Head-to-head trials—randomizing subjects to treatments A or B and often employing crossover or sequential designs—remain the gold standard for assessing treatment effects and diagnostic accuracy. For binary endpoints (e.g. response vs. failure), one directly estimates $\pi = \Pr(A\text{ better than }B) = \Pr(X_A=1,\,X_B=0)$ and tests symmetry with McNemar’s statistic $\chi^2 = \frac{(n_{10}-n_{01})^2}{n_{10}+n_{01}}\sim\chi^2_1$. For continuous outcomes (e.g. symptom scores), let $d_i = Y_{A,i}-Y_{B,i}$ and compute $\;t = \frac{\bar d}{s_d/\sqrt n}$, where $s_d^2 = \frac{1}{n-1}\sum_i(d_i-\bar d)^2$.
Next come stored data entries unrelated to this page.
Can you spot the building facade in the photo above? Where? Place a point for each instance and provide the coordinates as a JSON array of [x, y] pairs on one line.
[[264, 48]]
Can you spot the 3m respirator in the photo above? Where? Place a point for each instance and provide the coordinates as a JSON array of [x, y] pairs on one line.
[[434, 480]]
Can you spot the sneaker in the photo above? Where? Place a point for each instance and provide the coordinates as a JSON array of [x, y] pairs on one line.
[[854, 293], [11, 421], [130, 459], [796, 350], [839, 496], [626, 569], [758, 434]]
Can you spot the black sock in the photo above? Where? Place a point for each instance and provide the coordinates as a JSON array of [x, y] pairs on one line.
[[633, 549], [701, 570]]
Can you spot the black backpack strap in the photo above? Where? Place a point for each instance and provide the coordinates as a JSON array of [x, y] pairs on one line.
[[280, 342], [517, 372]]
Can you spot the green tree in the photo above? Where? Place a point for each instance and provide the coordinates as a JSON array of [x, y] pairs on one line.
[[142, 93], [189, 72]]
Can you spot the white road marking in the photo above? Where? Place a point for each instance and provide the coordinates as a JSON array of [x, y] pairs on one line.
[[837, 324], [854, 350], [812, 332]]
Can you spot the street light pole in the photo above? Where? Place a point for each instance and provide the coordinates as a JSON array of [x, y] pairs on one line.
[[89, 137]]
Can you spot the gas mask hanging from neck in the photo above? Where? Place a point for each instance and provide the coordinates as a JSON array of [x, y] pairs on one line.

Beyond these classical designs, modern trials integrate adaptive and network-meta techniques. In a Bayesian adaptive design one assumes $\delta\sim N(0,\tau^2)$, updates its posterior after each cohort, and stops when $\Pr(\delta>0\mid\mathrm{data})>0.975$. Network meta-analysis unifies direct and indirect log-odds ratios $d_{ij}$ by estimating effects ${\Delta_k}$ that minimize $\sum_{(i,j)\in\mathcal E}w_{ij}(\Delta_i-\Delta_j-d_{ij})^2$ subject to consistency loops. Sequential group-sequential methods employ an α-spending function $\alpha(t)$ (e.g. O’Brien–Fleming) to set interim $Z$-boundaries while preserving the overall type I error. Finally, utility-elicitation frameworks ask patients to compare health states pairwise, deriving QALY weights under probabilistic models. These integrated approaches extend the reach of head-to-head trials when direct comparisons are sparse, improving evidence-based decision-making.